10. I had a great and grievous trial of another kind while in Nebraska. When we removed to that far-off country, we left our eldest son in Ohio to look after our interests there, and to send off to us what goods we might require in our new home. The river Ohio, down which our goods had to be sent, was low at the time, and the steamer on which they were placed, while racing recklessly with another steamer, struck on a rock and was wrecked. There were over a thousand volumes of my books on board, the best and principal part of my library; nearly all my manuscripts too were on board, and much other property, amounting in value to twelve or thirteen hundred pounds; over $6,000; and nearly all was lost, or irreparably damaged.

This however was but a light part of the trial. As soon as my eldest son got news of the wreck, he hastened to the spot, to save what portions of our property he could. The weather was hot by day, and cold by night. Both the season and the place were unhealthy, and by his great anxiety, and excessive labors, and continual exposure, he brought on a violent fever. The first information we received about the matter was that he was dying. When the dreadful tidings reached us we were more than a thousand miles away. I started at once for Ohio, and made what haste I could to reach my son; but go what way I would, I must be four or five long days on the road, and four or five long nights. I took my way down the river. For four long days and four long dreary nights I travelled, in doubt all the time whether my child was dead or alive. And all that time I was unable to offer up a prayer, either for my son, myself, or the anxious and sorrowing ones I had left behind. Nor could I apply to myself a single consolatory promise of Scripture. My mad antichristian philosophy had robbed me of all. God and His Providence, Christ and His sympathy, heaven and its blessedness, were all gone, and nothing was left but the hard blank horrors of inexorable fate. My soul was shut up as in a dungeon, unable to help itself. It was stretched on a rack, and tortured with excruciating pain. Those four long dreary days and nights were the darkest and most miserable I ever passed. But God was merciful. I lived to reach the end of my dreadful journey, and He had spared my son. We embraced,—we wept. We were spared—the whole of our family were spared, thank God—for better days, and for a happier lot.

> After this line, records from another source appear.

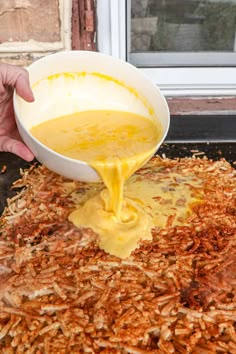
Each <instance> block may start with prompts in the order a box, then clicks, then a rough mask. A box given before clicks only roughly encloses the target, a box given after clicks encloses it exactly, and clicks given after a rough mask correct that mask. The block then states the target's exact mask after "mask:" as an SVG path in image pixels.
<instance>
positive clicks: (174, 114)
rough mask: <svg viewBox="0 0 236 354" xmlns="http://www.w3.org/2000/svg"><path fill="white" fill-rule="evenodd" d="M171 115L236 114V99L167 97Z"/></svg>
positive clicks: (222, 114) (214, 97) (210, 97)
mask: <svg viewBox="0 0 236 354" xmlns="http://www.w3.org/2000/svg"><path fill="white" fill-rule="evenodd" d="M167 102H168V105H169V108H170V113H171V115H186V114H188V115H201V114H204V115H207V114H209V115H212V114H217V115H221V114H222V115H224V114H225V115H229V114H236V97H217V98H216V97H167Z"/></svg>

11. There were other events which befell me while I was in Nebraska, that had a salutary influence on my mind. I was frequently in the greatest danger, and was as frequently preserved from harm. As I have said, I slept three nights with a rattlesnake within three inches of my breast. My eldest son slept repeatedly in the same terrible position; yet we both escaped unhurt. Once I was within an inch—within a hair's breadth, I may say—of being killed by the kick of a horse. On another occasion, when my eldest son was forking hay in the field, and I was piling it on the wagon, he heard a rattlesnake, and looked all round upon the ground to find it, with a view to kill it, but looked in vain. At length, turning his eyes upwards, he saw it writhing and wriggling on one of the prongs of his hayfork, which he was holding up in the air. He had pierced the deadly creature while forking the hay, and I had taken the hay from the fork with my naked hands, and escaped unbitten. I had quite a multitude of escapes from deadly peril, some more remarkable than those I have described. And there were times when the thoughts of those wonderful deliverances made me feel, that there were far more incredible doctrines than that of a watchful and gracious Providence.